AsyncAPI npm packages infected with credential-stealing malware

by · BleepingComputer

Five malicious versions of AsyncAPI packages were published to the Node Package Manager (npm) in a supply-chain attack that delivered a remote access trojan with info-stealing capabilities.

The threat actor exploited a misconfigured GitHub Actions workflow and pushed trojanized packages in the @asyncapi namespace that had a cummulative weekly download count of more than 2.25 million.

Multiple security companies confirmed that on July 14, an attacker compromised two AsyncAPI GitHub repositories and injected malware into project files.

“Both attacks are CI/CD pipeline compromises, not stolen npm tokens or malicious maintainers,” reads a report from Step Security.
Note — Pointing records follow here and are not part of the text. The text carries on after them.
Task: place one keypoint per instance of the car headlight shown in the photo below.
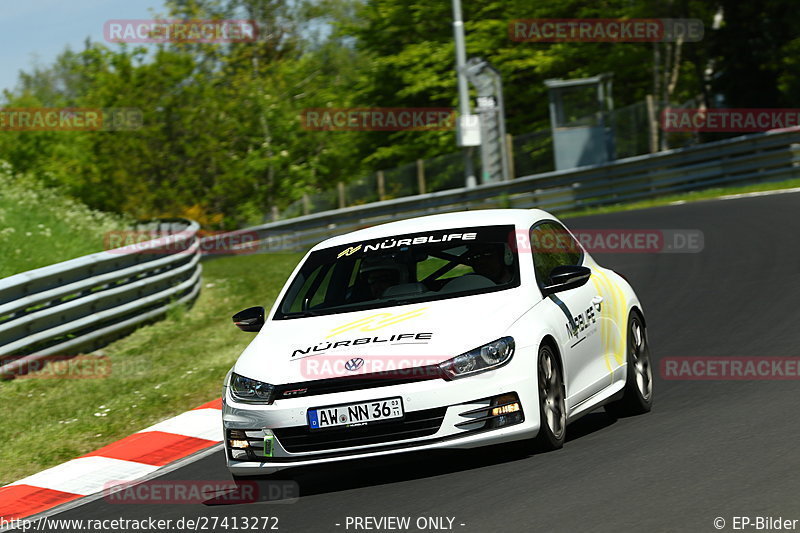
(487, 357)
(251, 390)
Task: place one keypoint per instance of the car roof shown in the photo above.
(461, 219)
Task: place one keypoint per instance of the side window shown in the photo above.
(552, 246)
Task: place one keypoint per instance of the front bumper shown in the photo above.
(438, 414)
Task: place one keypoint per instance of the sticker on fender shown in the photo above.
(355, 414)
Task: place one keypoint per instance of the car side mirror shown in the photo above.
(251, 319)
(565, 277)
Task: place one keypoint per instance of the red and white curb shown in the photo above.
(128, 459)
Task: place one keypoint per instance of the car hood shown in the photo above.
(405, 336)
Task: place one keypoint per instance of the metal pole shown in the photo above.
(463, 89)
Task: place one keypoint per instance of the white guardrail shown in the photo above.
(81, 304)
(756, 158)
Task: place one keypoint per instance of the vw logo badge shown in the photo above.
(354, 364)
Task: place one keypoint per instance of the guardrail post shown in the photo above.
(510, 149)
(381, 186)
(652, 123)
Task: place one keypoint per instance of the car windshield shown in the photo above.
(410, 268)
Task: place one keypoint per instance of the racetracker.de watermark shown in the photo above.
(212, 492)
(712, 368)
(605, 30)
(728, 120)
(70, 118)
(241, 242)
(378, 119)
(180, 31)
(58, 366)
(378, 367)
(609, 241)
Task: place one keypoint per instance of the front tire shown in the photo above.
(637, 397)
(552, 402)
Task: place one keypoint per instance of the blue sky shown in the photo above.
(36, 31)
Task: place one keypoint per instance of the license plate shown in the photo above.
(355, 414)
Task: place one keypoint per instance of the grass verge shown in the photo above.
(693, 196)
(40, 226)
(158, 371)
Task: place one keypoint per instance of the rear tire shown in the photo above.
(637, 397)
(552, 402)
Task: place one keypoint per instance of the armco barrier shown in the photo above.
(742, 160)
(83, 303)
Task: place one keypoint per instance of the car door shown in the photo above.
(580, 344)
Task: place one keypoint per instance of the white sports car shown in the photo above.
(448, 331)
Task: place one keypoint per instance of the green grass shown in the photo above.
(694, 196)
(170, 366)
(40, 226)
(157, 372)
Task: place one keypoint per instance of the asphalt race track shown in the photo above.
(709, 449)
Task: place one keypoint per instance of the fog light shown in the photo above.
(239, 455)
(506, 409)
(269, 439)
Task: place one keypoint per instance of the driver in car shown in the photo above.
(491, 260)
(381, 274)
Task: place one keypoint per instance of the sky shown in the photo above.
(34, 32)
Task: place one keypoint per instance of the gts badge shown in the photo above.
(579, 323)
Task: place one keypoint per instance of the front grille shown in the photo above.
(357, 382)
(300, 439)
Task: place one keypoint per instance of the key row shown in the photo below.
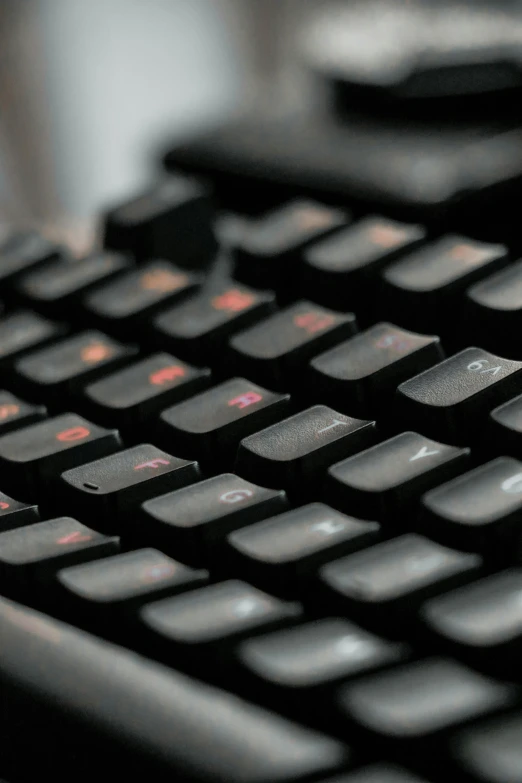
(328, 663)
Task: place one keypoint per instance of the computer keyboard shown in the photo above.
(261, 499)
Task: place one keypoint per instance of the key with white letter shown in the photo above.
(386, 481)
(480, 511)
(295, 453)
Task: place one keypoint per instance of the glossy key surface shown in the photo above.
(275, 350)
(107, 489)
(299, 449)
(360, 375)
(338, 269)
(386, 481)
(189, 522)
(131, 396)
(452, 400)
(209, 426)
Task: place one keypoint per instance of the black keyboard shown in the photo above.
(261, 498)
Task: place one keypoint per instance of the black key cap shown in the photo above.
(214, 617)
(491, 751)
(133, 703)
(15, 514)
(451, 401)
(209, 426)
(339, 269)
(129, 301)
(22, 331)
(360, 376)
(15, 413)
(482, 622)
(275, 350)
(419, 702)
(493, 311)
(300, 661)
(23, 252)
(503, 433)
(268, 252)
(129, 397)
(107, 590)
(281, 553)
(379, 773)
(34, 455)
(31, 555)
(480, 510)
(294, 453)
(61, 284)
(107, 490)
(201, 325)
(189, 522)
(52, 373)
(386, 481)
(172, 220)
(432, 280)
(387, 582)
The researchers explain that "the attacker pushed commits under a placeholder git identity and let each repository's real release workflow do the publishing via npm's GitHub OIDC trusted-publisher integration."

In doing so, the attacker ensured that the resulting packages had the legitimate SLSA provenance attestations, indicating that they originated from an authorized workflow.

The malicious AsyncAPI packages pushed to npm are:

Application security company Socket notes that the first-stage implant in the published packages is an obfuscated JavaScript statement that ultimately triggers a downloader when the infected file is imported.

A second-stage script, which contains configuration details and the main runtime, is retrieved from the IPFS peer-to-peer content delivery network and launched as a hidden process.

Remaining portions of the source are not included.